その中心をなすものが「孝」の思想だったのである。


 日本陽明学の祖

 藤樹は、「切り取り強盗は武士のならい」と剛胆な武力だけを自慢した江戸初期の武士社会にあって、「サムライたるものが儒道をそしり、儒学をするのは士のわざならずなどといえるは、まことに無下に不案内なることなれば、その恥じを知るべし」と、最初に学問の尊さを説き武士における「文武両道」を唱えた人でもあった。本物のサムライは「武」と「文」の両方がそなわって一人前としたのである。
 そして今一つ、藤樹は日本陽明学の祖であったことも記して書かねばならない。先の「孝」の思想も朱子学から派生した陽明学の行き着いたところから生まれるものである。
 人間は根本的に平等だ、とする陽明学のよりどころは「良知」という思想である。

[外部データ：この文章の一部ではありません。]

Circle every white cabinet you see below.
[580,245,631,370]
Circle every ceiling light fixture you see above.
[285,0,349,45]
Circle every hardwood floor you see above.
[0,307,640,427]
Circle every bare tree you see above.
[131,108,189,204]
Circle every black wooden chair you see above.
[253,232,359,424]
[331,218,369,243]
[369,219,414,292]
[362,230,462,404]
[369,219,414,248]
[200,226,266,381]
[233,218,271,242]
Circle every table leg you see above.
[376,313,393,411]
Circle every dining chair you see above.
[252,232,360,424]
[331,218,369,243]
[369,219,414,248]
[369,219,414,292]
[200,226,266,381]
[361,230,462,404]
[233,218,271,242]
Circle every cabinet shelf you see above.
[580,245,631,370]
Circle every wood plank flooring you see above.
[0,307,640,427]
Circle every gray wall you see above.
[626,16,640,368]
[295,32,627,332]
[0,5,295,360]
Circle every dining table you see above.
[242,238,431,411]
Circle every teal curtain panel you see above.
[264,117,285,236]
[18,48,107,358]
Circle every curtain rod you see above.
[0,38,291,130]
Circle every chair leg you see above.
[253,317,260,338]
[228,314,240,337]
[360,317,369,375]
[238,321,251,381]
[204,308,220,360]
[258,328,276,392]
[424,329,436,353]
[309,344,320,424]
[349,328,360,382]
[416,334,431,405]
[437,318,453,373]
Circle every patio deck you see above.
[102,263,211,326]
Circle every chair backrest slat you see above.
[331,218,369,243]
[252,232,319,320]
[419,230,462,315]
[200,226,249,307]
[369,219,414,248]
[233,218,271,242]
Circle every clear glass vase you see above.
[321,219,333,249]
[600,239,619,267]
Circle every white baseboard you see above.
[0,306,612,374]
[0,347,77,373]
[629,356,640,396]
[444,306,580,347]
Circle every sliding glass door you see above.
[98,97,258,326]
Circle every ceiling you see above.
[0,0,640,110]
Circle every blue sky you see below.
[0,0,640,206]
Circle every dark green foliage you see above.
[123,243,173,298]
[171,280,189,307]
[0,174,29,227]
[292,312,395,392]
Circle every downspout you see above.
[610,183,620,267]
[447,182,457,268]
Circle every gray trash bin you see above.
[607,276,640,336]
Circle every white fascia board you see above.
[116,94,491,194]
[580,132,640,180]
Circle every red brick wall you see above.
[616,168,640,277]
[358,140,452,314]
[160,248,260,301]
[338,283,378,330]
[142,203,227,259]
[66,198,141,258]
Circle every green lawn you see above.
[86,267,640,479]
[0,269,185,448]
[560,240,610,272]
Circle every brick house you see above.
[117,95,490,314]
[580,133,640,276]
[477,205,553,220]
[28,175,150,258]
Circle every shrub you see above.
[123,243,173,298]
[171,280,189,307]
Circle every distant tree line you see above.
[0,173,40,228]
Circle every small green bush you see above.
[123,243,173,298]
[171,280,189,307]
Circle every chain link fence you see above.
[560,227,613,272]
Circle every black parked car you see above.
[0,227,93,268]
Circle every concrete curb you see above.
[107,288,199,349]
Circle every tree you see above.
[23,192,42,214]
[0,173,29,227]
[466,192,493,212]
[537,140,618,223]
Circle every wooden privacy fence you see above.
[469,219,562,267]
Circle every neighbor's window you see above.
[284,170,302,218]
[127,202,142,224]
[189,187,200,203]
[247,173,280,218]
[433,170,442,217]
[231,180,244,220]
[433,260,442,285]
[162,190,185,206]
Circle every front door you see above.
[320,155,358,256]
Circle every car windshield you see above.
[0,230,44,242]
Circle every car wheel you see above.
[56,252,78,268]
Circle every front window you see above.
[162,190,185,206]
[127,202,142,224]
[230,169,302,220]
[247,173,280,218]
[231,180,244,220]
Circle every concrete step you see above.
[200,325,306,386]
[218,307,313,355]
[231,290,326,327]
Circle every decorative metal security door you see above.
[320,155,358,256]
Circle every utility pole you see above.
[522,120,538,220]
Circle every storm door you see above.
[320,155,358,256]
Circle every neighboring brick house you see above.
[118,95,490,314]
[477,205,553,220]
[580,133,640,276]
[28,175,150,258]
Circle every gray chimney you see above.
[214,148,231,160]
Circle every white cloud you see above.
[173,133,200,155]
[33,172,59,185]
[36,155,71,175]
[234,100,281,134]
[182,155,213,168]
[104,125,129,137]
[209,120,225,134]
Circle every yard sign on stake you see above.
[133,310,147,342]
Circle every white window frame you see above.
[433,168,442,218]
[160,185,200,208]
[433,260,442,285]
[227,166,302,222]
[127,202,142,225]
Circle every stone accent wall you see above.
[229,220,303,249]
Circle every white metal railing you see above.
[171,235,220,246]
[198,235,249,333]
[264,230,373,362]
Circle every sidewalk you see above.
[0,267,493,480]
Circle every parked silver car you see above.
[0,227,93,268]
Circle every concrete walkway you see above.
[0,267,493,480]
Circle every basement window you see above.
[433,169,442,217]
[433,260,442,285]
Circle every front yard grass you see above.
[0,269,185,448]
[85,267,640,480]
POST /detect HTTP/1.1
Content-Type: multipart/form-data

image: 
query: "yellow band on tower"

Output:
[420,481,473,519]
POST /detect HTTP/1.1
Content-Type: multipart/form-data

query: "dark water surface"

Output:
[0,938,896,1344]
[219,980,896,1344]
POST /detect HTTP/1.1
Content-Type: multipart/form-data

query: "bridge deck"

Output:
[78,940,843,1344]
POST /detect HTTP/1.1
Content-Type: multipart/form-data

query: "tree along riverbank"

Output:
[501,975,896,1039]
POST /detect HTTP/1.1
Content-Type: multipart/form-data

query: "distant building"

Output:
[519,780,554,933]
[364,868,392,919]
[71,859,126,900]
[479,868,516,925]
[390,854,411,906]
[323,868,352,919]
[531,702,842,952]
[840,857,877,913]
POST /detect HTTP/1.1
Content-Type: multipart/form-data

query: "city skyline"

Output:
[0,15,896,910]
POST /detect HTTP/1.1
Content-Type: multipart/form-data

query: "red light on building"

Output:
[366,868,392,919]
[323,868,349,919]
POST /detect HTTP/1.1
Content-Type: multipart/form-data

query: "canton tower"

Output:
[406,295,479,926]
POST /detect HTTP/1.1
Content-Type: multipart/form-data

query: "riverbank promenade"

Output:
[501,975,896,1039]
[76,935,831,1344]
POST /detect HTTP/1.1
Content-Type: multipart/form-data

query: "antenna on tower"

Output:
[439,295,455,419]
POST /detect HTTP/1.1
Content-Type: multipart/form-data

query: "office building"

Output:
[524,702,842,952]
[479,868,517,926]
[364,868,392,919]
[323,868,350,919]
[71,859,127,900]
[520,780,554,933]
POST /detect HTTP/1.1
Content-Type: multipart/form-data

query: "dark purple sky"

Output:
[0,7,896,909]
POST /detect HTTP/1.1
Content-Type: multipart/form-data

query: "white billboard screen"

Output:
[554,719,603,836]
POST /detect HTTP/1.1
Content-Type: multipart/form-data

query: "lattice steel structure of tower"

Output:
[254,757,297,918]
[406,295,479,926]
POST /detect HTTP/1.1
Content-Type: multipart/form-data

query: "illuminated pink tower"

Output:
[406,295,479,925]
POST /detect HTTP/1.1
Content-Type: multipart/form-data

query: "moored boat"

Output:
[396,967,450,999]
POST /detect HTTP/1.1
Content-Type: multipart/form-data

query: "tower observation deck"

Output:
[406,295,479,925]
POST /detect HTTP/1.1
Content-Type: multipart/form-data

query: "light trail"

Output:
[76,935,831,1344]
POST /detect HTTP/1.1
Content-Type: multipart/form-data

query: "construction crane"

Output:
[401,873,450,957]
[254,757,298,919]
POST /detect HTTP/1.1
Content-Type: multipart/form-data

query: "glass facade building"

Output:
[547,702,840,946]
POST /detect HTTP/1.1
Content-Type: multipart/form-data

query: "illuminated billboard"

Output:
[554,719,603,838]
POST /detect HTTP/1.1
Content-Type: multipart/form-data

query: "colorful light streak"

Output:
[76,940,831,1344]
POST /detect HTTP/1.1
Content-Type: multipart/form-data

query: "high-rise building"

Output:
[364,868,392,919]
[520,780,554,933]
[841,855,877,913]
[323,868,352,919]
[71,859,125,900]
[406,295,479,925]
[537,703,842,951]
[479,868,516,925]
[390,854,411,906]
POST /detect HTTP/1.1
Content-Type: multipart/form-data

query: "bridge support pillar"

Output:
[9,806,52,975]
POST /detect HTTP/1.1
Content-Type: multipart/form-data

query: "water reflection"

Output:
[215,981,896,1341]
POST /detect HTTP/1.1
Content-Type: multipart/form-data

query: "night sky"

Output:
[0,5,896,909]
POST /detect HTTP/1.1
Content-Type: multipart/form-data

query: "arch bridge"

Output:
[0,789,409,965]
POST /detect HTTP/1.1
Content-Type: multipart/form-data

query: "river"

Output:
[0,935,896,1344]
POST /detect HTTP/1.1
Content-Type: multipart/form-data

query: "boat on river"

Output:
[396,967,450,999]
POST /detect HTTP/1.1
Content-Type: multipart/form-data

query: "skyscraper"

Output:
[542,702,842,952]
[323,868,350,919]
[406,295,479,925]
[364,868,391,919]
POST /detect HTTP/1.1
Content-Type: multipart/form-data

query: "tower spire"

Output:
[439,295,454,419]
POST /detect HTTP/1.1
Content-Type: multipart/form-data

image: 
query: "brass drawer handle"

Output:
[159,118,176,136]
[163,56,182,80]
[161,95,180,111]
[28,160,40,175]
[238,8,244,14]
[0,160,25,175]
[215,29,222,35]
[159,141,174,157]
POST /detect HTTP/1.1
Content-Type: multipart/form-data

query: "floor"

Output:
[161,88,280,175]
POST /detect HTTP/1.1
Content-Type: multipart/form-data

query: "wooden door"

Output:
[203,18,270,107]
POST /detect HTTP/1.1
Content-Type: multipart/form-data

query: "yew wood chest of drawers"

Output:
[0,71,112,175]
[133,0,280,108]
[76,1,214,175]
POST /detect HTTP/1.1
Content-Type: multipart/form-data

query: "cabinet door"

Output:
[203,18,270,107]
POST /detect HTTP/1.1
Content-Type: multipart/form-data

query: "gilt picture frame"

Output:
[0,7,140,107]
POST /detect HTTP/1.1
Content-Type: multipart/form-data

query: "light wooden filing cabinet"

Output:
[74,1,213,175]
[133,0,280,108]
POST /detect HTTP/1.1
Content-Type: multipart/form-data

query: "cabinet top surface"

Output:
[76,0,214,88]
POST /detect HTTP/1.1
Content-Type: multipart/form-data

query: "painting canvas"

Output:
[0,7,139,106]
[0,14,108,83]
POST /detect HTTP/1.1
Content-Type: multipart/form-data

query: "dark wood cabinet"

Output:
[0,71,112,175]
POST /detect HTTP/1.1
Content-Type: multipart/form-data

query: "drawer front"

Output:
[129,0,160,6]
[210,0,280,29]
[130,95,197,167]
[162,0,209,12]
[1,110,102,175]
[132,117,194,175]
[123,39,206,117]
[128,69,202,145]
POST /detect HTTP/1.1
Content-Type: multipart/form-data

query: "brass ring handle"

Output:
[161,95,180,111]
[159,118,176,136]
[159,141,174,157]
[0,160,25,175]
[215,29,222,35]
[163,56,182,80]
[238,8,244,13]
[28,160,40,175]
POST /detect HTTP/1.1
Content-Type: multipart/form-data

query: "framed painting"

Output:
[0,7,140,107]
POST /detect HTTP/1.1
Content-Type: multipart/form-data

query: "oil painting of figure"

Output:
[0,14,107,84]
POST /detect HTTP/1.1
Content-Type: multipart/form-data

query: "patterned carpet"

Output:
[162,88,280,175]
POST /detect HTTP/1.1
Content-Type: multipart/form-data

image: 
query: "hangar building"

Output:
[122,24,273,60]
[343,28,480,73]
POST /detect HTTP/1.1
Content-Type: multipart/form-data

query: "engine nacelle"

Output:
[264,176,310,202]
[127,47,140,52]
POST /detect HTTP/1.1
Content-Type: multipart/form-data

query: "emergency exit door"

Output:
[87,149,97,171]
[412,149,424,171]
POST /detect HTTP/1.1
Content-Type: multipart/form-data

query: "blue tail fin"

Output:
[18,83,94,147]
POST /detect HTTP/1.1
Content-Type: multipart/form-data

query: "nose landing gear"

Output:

良知とは"善悪の判断力"のことである。だが、これは先天的にあるもので、あとから学んで身につけるものではない。だから誰でもこの「良知」を発揮すれば正しい行動が取れる。つまり「孝の実践」ができる。藤樹はこれを説いたのだ。
 ゆうまでもなく陽明学とは中国の哲学者・王陽明が唱えたものだ。陽明は「わが心の良知は、すなわち天理なり」と述べた。人は生きている限り良知が働いているので、「何かを知る」という頭の働きと「何かをやる」という手足の働きは、両方とも同じ「良知」にささえられている。したがって、上と下とがいたわりあう「孝」について知ることと、それを実践に移すことはぴったりつながってなければならない。だから「孝が何なのかわかったけれども、それを行動には移さない」などということ絶対あってはいけないことになる。これが陽明学の真髄といわれる「知行合一」(ちごうごういつ)の精神である。
 たとえば、「悪いことを考えても、それを行動に移さなければいいではないか」という人がいるが、陽明学ではそれを許さない。知っていることと行動は一体であるから、悪いことは行動に移すわけには行かないから、もともと心から消してしまわなければいけないもの、とするのである。要するに陽明学の「知合合一」とは行動哲学なのである。のちにこの思想は熊沢蕃山、山鹿素行、大塩平八郎、吉田松陰といった人々に受け継がれ、幕末の倒幕運動の主流になっていく。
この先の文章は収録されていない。